Son intérêt n’est pas de chercher et de trouver les mots, mais de les ouvrir à ce qui est au-delà de leur usage de communication et qui, entre les mots, ne se dit pas, mais pourtant s’entend comme une présence.

 

 

L’écriture dont le corps se mêle

L’écriture littéraire de N. Sarraute dans Ouvrez n’est pas celle d’une histoire cadrée avec un début, un milieu et une fin, mais celle de sa recherche de mettre de la substance vivante dans le langage et de créer une écriture nouvelle. Sa visée, à partir de son travail du langage, est celle de produire sa langue singulière.

« Tout ce que j’ai voulu, c’était investir dans le langage une part, si infime, fut-elle, d’innommé[ii] ».

Cet innommé dans le langage produit une écriture dont le corps se mêle. S’il y a le corps, il y a la jouissance, les deux ne peuvent pas se penser séparément, comme Jacques Alain Miller le souligne :

« La jouissance elle-même est impensable sans le corps vivant qui est la condition de la jouissance[iii] ». Dès que le corps et la jouissance se mêlent dans l’écriture, le langage devient intranquille, étonnant et vibrant. De ce fait, il ne s’agit plus du langage qui a comme objectif de communiquer, mais de la langue singulière qui pulse dans les lacunes du langage avec l’affect présent entre les mots. Le roman Ouvrez de N. Sarraute est un livre entièrement centré sur cet usage des mots qui fait entendre le mystère présent au dedans des mots même et qui échappe au sens.

Le mystère dans les mots

Ce qui échappe à notre compréhension et fait énigme est ce devant quoi N. Sarraute ne recule pas et qu’elle vise et travaille par son écriture littéraire. C’est en prenant comme au hasard un mot et en le coupant de toutes les significations qui lui sont habituellement attribuées, qu’elle cherche à en extraire la sensation énigmatique, l’affect du corps hors-sens provoqués par ce mot.
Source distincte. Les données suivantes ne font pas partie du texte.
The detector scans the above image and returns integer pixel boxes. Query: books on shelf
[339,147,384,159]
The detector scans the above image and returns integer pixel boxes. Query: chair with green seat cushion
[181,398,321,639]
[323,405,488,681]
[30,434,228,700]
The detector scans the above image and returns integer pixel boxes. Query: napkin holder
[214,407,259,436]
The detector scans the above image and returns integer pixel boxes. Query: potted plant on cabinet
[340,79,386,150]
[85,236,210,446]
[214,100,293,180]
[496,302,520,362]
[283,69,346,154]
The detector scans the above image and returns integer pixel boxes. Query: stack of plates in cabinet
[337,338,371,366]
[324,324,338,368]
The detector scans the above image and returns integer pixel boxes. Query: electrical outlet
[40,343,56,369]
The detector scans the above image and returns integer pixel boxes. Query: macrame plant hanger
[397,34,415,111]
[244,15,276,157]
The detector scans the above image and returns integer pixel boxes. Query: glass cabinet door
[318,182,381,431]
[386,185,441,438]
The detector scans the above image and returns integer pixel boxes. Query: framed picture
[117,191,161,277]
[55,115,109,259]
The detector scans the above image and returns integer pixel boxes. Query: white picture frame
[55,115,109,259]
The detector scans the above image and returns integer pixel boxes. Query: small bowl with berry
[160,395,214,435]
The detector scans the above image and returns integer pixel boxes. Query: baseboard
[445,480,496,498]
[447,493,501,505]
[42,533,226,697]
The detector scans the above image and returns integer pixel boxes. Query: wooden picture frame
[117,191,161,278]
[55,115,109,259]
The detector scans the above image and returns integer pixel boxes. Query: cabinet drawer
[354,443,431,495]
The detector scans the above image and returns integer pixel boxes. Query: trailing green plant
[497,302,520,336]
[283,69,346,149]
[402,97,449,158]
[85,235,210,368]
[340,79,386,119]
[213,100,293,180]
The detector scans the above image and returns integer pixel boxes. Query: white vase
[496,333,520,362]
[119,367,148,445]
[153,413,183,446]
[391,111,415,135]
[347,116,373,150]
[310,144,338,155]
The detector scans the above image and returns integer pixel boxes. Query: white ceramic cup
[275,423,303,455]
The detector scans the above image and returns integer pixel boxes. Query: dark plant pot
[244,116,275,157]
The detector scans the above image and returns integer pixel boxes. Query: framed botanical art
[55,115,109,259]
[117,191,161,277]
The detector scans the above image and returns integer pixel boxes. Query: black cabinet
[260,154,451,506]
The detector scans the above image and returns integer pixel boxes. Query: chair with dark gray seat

L’irruption d’un réel singulier est en cause et toute son attention d’écrivain se porte sur ce mystère réel qu’elle ne peut pas nommer.

Son intérêt n’est pas de faire de la belle écriture avec les mots déjà-là mais de s’approcher avec les mots de ce qui ne peut se dire. Ce n’est pas le dit qu’elle vise, mais ce qui n’est pas dit et qui pourtant s’entend dans le dit. Elle cherche dans son écriture à faire résonner ce qui s’entend dans le dire qui implique le corps jouissant hors-sens. Sa visée rejoint ce que Lacan nous enseigne sur le dire qui échappe au sens, ne se place pas dans le symbolique, mais se situe entre les mots et met en jeu le manque de l’Autre et la division du sujet par sa jouissance. Son écriture littéraire s’ouvre, au-delà du sens, à la « motérialité[iv] » du langage, à sa matière sonore. Elle fait entendre le mystère du dire dans les mots. Au-delà de l’énigme romanesque qui relevé de l’Autre du symbolique articulé, Nathalie Sarraute écrit l’innommée qui est dans les mots. Sa recherche de sa langue singulière prend sa source dans l’énigme de la langue dont Lacan nous enseigne qu’elle est le fait « qu’on dise reste oublié derrière ce qui se dit dans ce qui s’entend[v] ».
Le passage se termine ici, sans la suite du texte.